Apart from poverty rates which can be as high as 40 percent in rural northern Uganda, areas in our sample also have low access to financial services, with the average distance to a bank being 25 km or almost 16 miles. Only 28 percent of households own a mobile phone. This is much lower than the national average mobile phone ownership of 71 percent.
To measure the effect of mobile money in poor and remote areas, we collaborated with Airtel Uganda to implement a field experiment in Northern Uganda covering a geographic area of approximately 125,000 square kilometers. We randomly assigned 334 clusters of enumeration areas (defined by the Uganda Bureau of Statistics for census data collection) to a treatment or a control group and implemented two surveys in each of the areas, one at baseline (conducted in December 2015 and January 2016) and one after the completion of a successful rollout of mobile money agents in treatment areas (conducted in in January and February 2018).
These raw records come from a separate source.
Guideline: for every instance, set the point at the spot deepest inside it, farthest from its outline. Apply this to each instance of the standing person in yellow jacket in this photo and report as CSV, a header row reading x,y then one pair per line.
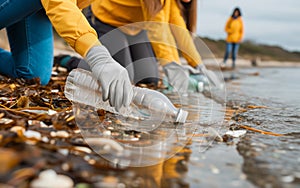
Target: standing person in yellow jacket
x,y
138,22
235,30
29,27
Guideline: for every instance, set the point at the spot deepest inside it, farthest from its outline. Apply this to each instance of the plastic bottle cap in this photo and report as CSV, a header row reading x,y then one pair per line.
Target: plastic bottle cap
x,y
181,116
In the treatment group, Airtel Money agents were rolled out in 2017, with about half of all our clusters receiving at least one agent. Mobile money agents offer a variety of services including deposit and withdrawal of cash, purchase of airtime, sending and receiving money, payment of bills such as school fees and utilities, and payment for goods and services. Agents often also help their customers undertake transactions and use their mobile money accounts.
What did we find?
Data on about 4,000 households from the 2018 follow-up survey show that the agent rollout increased the percentage of households using mobile money by about 4 percentage points (from 13 percent in the control group to 17 percent in the treatment group) in clusters far from a bank branch, defined as living farther than 25 kilometers from a bank.
In addition, the agent rollout reduced the cost of remittance transactions since it allowed households to walk to the agent instead of taking a motorcycle or mini-bus taxi. In line with previous literature, administrative data from Airtel on mobile money transactions also suggest that the agent rollout increased the probability of sending and receiving electronic money transfers.
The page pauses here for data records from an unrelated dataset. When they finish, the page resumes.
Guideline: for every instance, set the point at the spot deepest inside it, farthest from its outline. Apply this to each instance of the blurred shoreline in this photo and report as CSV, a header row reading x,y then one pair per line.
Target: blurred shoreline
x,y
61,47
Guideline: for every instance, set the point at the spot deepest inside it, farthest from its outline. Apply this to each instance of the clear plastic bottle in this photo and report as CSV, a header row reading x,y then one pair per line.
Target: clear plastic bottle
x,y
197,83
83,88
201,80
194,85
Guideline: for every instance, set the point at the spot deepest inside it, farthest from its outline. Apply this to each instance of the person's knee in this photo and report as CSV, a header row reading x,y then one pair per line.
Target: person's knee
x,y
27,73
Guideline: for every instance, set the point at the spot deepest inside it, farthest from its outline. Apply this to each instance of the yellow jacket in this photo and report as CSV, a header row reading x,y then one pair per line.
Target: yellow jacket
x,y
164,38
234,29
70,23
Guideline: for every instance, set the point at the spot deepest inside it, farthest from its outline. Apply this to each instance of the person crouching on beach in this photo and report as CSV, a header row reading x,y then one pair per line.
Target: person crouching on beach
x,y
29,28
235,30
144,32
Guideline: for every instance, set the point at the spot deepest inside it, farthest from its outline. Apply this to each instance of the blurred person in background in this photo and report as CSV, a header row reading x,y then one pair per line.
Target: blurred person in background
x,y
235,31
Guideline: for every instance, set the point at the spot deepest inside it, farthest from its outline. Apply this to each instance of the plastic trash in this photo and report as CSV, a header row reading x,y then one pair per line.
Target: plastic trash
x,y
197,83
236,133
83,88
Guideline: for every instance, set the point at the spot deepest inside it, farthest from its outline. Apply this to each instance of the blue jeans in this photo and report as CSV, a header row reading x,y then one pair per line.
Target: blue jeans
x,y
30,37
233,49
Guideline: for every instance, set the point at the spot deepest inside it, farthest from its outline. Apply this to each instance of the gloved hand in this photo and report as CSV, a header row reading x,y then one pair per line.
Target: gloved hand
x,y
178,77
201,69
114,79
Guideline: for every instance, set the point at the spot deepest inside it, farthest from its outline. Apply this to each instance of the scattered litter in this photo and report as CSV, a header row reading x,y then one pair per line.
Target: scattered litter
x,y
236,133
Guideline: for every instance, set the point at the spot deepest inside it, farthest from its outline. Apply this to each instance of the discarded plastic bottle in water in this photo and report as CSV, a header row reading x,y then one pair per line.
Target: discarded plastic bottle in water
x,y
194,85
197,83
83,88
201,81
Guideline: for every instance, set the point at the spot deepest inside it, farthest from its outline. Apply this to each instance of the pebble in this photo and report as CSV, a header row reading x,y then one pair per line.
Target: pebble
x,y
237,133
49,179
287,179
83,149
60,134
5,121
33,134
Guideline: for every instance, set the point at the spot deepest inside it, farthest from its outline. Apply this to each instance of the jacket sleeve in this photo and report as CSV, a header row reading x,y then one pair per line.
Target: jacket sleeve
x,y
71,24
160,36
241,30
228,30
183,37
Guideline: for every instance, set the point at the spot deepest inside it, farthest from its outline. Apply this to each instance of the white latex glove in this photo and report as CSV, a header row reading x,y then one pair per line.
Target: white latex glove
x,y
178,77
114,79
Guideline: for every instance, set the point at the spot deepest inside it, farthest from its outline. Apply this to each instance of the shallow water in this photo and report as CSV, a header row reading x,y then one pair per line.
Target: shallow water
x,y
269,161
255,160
Figure 1: Problems with Sending or Receiving Money Reported by Survey Respondent
The agent rollout increased the fraction of households who worked in self-employment off the farm by 3 percentage points in areas far from a bank branch. This is important as households are able to increase their total income by generating income from non-farm and farm employment.
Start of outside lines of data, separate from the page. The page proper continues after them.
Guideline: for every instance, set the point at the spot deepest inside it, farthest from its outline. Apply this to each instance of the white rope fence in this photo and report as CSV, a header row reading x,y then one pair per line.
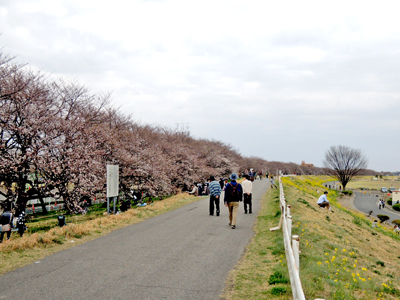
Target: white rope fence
x,y
291,249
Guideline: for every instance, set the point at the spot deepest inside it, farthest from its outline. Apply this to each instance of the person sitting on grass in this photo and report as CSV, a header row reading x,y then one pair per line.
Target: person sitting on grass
x,y
324,202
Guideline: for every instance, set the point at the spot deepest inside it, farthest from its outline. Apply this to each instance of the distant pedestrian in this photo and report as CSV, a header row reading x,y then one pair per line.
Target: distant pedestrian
x,y
195,191
21,224
247,190
273,183
233,195
324,202
215,194
6,221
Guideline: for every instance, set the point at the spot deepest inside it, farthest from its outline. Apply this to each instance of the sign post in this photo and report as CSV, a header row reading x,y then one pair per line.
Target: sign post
x,y
112,184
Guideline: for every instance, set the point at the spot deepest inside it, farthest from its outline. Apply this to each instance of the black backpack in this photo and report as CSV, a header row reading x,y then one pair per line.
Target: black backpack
x,y
235,192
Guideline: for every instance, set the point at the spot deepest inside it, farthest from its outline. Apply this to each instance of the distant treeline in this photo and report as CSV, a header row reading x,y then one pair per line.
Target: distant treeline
x,y
57,138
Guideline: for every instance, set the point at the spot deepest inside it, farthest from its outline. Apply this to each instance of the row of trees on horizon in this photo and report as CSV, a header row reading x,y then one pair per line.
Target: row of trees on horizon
x,y
57,138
Figure 2: Works in Non-Farm Self-Employment
The agent rollout also changed the way in which households respond to negative shocks, such as a drought or flood. It increased the probability of working to cope with the shock and reduced the probability of compromising on the household’s diet. These findings are particularly important in rural Northern Uganda where households relying on farm employment are often faced with external shocks such as droughts which negatively impact the households’ income and as a result can reduce the number of meals eaten or the quality of diet.
In line with this result, the experiment also had a strong positive effect on food security. In areas far from a bank branch, it lowered the probability of having to reduce the number of meals in the 7 days preceeding the survey by 12 percentage points (from 37 percent in treatment to 49 percent in the control group).
We therefore conclude that mobile money stimulates self-employment and increases food security in rural Northern Uganda. Most importantly, these results provide strong evidence that mobile money services can improve livelihoods even in very poor and remote areas. This points to the importance of continuing our engagement on partnering with our clients, such as mobile network operators, payment service providers, or fintech companies, to increase the reach and breadth of digital financial services to poor communities who currently have limited or no access to these services.
The RCT study was a joint effort by the International Finance Corporation’s Digital Financial Services Advisory, the World Bank’s Research Department, and the Poverty and Equity Global Practice. It was funded by the Gates Foundation and implemented through the IFC-MasterCard Foundation Partnership for Financial Inclusion.